Publication Date

1-16-2025

Journal

The Journals of Gerontology: Series A

DOI

10.1093/gerona/glae279

PMID

39549282

PMCID

PMC11775826

PubMedCentral® Posted Date

11-16-2024

PubMedCentral® Full Text Version

Post-print

Published Open-Access

yes

Keywords

Humans, Male, Aged, Female, Middle Aged, Frailty, United States, Life Style, Cross-Sectional Studies, Geriatric Assessment, Frail Elderly, Exercise, Cognitive Dysfunction, Aging, Cognitive function, Health status, Lifestyle

Abstract

BACKGROUND: Multidomain lifestyle interventions may have the potential to slow biological aging as captured by deficit accumulation frailty indices. We describe the distribution and composition of the 49-component frailty index developed by the U.S. POINTER clinical trial team of investigators and assess its cross-sectional associations with sociodemographic factors and markers chosen to be representative of behaviors targeted by the trial's multidomain interventions.
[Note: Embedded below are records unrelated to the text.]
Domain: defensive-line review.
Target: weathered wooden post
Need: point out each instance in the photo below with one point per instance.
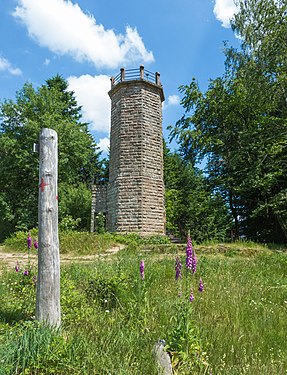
(48, 308)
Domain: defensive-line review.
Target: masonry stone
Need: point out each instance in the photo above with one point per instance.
(135, 192)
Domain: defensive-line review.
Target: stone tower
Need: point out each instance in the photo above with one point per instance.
(135, 193)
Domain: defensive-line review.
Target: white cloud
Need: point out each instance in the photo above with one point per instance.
(104, 144)
(92, 94)
(224, 10)
(173, 100)
(65, 29)
(47, 62)
(5, 65)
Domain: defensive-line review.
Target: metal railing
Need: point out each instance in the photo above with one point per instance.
(135, 75)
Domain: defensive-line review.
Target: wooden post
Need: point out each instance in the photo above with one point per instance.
(48, 308)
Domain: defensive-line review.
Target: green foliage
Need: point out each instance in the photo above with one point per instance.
(239, 124)
(121, 339)
(53, 106)
(68, 224)
(100, 223)
(106, 290)
(191, 204)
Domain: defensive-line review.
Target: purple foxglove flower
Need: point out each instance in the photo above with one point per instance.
(191, 296)
(142, 269)
(29, 241)
(178, 267)
(200, 287)
(189, 254)
(194, 262)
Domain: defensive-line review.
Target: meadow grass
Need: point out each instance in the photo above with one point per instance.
(112, 318)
METHODS: We draw baseline data from the 2 111 volunteers enrolled in U.S. POINTER who were ages 60-79 years and at increased risk for cognitive decline. Frailty components were grouped into 9 domains. Associations that frailty index scores and their domains had with behavioral markers were described with correlations and canonical correlation.
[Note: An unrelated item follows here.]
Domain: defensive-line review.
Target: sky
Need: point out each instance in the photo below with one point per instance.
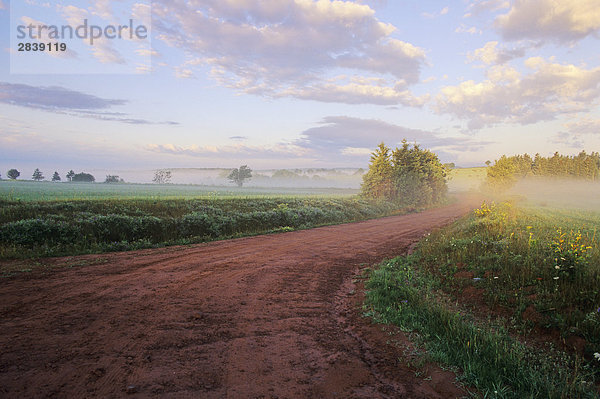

RESULTS: The 25th, 50th, and 75th percentiles of the frailty index score distribution were 0.153, 0.189, and 0.235. Higher frailty scores tended to occur among individuals who were older, male, and living in areas of greater deprivation (all p < .001). They were also associated with poorer self-reported diet, less physical activity, and higher Framingham risk scores (all p < .001). Associations were diffusely distributed among the frailty component domains, indicating that no individual domain was dominating associations.
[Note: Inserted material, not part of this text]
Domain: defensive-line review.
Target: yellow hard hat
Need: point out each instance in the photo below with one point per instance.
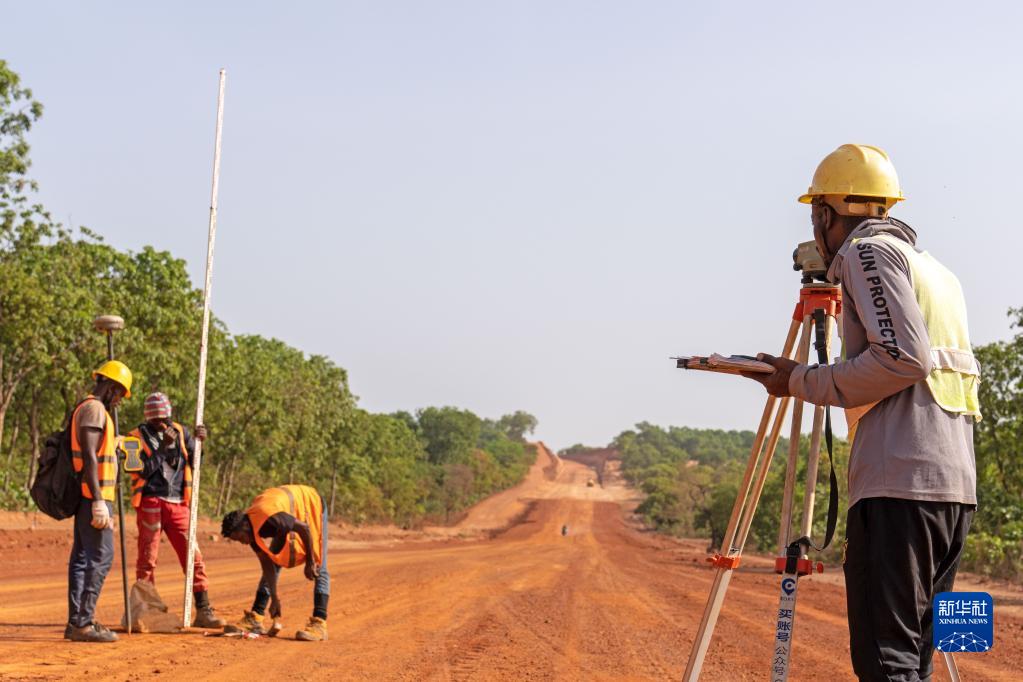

CONCLUSIONS: The U.S. POINTER deficit accumulation frailty index had expected relationships with sociodemographic factors and sensitivity to the behaviors targeted by the trial's interventions. Our analysis supports its use as a secondary outcome to assess whether the multidomain interventions differentially impact an established marker of biological aging. ClinicalTrials.gov Identifier: NCT03688126.